3.3 Association between the triglyceride glucose index and coronary atherosclerosis
Compared with group I, the risk for CAD was higher in groups II (odds ratio [OR]: 1.261; 95% confidence interval [CI]: 1.020 − 1.559; P = .032), III (OR: 1.549; 95% CI: 1.254−1.913; P = .001) and IV (OR: 2.06; 95% CI: 1.671−2.553, P = .001), and that of obstructive CAD was higher in groups III (OR: 1.393; 95% CI: 1.023−1.897; P = .035) and IV (OR: 1.975; 95% CI: 1.471−2.653; P = .001) (Fig. 1). The risk for developing NCP and obstructive NCP was not significantly different among the groups. However, compared with group I, the risk for CMP was higher in groups III (OR: 1.438; 95% CI: 1.156−1.790; P = .001) and IV (OR: 1.895; 95% CI: 1.527−2.353; P = .001), and that of obstructive CMP was higher in groups II (OR: 1.469; 95% CI: 1.041−2.072; P = .028), III (OR: 1.595, 95% CI: 1.136−2.238; P = .007), and IV (OR: 2.168, 95% CI: 1.566−3.002; P = .001) (Fig. 2).
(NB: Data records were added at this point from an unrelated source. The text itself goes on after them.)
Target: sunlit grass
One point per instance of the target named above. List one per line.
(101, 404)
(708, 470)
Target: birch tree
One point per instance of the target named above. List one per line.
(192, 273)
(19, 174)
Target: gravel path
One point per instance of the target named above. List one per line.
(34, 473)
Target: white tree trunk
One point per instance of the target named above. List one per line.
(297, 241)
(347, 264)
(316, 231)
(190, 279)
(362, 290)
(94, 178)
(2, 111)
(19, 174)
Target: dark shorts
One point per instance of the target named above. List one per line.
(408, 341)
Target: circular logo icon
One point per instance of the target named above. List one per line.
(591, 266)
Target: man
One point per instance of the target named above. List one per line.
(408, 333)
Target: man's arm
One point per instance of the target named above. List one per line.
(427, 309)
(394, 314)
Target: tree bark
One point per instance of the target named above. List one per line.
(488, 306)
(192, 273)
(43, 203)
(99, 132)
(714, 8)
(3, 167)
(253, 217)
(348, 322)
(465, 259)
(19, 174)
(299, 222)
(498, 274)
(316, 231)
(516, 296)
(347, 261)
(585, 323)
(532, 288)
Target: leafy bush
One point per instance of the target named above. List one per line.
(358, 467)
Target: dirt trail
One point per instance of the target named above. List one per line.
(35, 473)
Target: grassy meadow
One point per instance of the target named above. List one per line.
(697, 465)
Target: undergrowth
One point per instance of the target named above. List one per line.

3.4 Impact of clinical variables on coronary atherosclerosis
Table 3 shows the results of the multivariate regression analysis to identify the relationship between traditional metabolic risk factors and the presence and severity of CAD and severe coronary calcification. Age (OR: 1.099; 95% CI: 1.087–1.112; P < .001), male sex (OR: 2.722; 95% CI: 2.252–3.289; P < .001), body mass index (OR: 1.230; 95% CI: 1.030–1.470; P = .022), and TyG index (OR: 1.700; 95% CI: 1.436–2.013; P < .001) were associated with an increased risk for CAD. In addition, age (OR: 1.067; 95% CI: 1.052–1.081; P < .001), male sex (OR: 2.375; 95% CI: 1.843–3.060; P < .001), and TyG index (OR: 1.692; 95% CI: 1.371–2.088; P < .001) were associated with an increased risk for obstructive CAD. Furthermore, age (OR: 1.101; 95% CI: 1.074–1.128; P < .001), male sex (OR: 2.204; 95% CI: 1.437–3.380; P < .001), increased BP (OR: 1.699; 95% CI: 1.027–2.810; P = .039), LDL >130 mg/dL (OR: 0.598; 95% CI: 0.378–0.946; P = .028), and TyG index (OR: 1.448; 95% CI: 1.028–2.039; P = .034) were associated with CACS >400.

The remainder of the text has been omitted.